In 1917, he attended Vilnius Conference which elected the 20-member Council of Lithuania. On 22 January 1919, as a representative of Lithuanian farmers and the Lithuanian Christian Democratic Party, he was elected to the Council of Lithuania at the Second Conference of the State of Lithuania. In April 1919, he became one of the co-founders of the Economic and Political Union of Lithuanian Farmers and was elected its chairman. In September 1921, together with Saliamonas Banaitis and other members of the union, he co-founded the joint stock company Žemdirbių gerovė (its capital stock was one million Lithuanian auksinas).

Kavoliūnas assisted in organizing Lithuanian gymnasium in Kudirkos Naumiestis and reestablishing Žagrė agricultural cooperative. During the 1935 Suvalkija farmers' strike, he actively prepared proclamations, had them printed in Germany, and distributed among local farmers. The proclamations included some of his poems about the difficulties faced by farmers. He was arrested in March 1938 and sentenced by a military court to six years in prison.
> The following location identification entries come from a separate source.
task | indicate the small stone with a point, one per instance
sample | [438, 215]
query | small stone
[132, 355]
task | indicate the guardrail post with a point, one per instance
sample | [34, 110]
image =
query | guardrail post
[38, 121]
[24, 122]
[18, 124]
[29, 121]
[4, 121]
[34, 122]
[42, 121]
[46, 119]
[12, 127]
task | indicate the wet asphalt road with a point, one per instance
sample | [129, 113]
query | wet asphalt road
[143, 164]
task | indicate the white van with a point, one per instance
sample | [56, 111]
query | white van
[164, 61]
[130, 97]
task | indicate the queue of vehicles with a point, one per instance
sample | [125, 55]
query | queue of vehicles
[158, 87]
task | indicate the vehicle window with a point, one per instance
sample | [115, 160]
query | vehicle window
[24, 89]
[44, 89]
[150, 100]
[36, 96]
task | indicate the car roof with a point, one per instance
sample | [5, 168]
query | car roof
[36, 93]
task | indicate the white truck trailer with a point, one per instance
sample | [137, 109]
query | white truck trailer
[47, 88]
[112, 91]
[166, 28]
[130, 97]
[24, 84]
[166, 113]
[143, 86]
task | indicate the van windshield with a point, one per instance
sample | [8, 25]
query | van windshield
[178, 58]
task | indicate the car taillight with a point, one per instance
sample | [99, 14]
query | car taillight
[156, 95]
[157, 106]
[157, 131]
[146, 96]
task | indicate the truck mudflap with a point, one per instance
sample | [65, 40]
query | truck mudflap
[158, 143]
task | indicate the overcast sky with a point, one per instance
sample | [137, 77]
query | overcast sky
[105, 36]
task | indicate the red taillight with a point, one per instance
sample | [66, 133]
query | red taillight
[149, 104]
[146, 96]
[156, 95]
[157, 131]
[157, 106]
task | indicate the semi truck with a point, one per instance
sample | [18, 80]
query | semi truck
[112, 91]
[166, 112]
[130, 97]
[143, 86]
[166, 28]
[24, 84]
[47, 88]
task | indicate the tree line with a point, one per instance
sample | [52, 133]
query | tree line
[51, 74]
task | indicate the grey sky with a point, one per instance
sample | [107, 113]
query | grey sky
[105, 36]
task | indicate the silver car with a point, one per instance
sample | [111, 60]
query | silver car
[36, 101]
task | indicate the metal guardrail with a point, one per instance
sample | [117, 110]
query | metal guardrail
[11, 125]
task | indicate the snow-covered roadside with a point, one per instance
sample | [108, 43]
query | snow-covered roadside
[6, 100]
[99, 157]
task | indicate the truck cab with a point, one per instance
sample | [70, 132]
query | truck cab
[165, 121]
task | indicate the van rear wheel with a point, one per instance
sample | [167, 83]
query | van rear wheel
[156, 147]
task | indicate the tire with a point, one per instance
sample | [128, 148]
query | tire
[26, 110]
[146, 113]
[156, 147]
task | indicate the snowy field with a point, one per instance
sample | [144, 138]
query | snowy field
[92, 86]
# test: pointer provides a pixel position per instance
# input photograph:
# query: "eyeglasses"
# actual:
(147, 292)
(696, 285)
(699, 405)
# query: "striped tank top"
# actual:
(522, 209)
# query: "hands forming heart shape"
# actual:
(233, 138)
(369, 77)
According to family members, Kavoliūnas refused to request clemency from President Antanas Smetona even though they were personally acquainted.

===Prisoner in Soviet gulag===
After the Soviet occupation of Lithuania in June 1940, Kavoliūnas and two other participants in the farmers' strike (Viktoras Šidlauskas and Jonas Masiulis) were freed from prison by the Minister of Justice Povilas Pakarklis of the People's Government of Lithuania on 7 July 1940. He then established contacts with the anti-Soviet underground.

Together with his family, he was arrested during the June deportation in 1941. His wife died of a heart ailment in Altai Krai in early 1942. His three teenage children were deported to Bykovsky, Sakha Republic in the delta of Lena river. They quickly died of starvation.

In 1942, Soviet investigators concluded their case against Kavoliūnas. He was accused of supporting fascist Voldemarininkai and distributing pro-Germany pamphlets during the Suvalkija farmers' strike. They recommended execution under Article 58-13. However, the prosecutor refused to accept this indictment. A revised indictment for "active fight against workers' movement and revolution" was accepted on 2 January 1943. Kavoliūnas was sentenced to eight years in a labor colony. He was held prisoner in the Krasnoyarsk Krai until 1949. He was able to return to Lithuania in 1958. He died on 8 January 1975 in Bagotoji.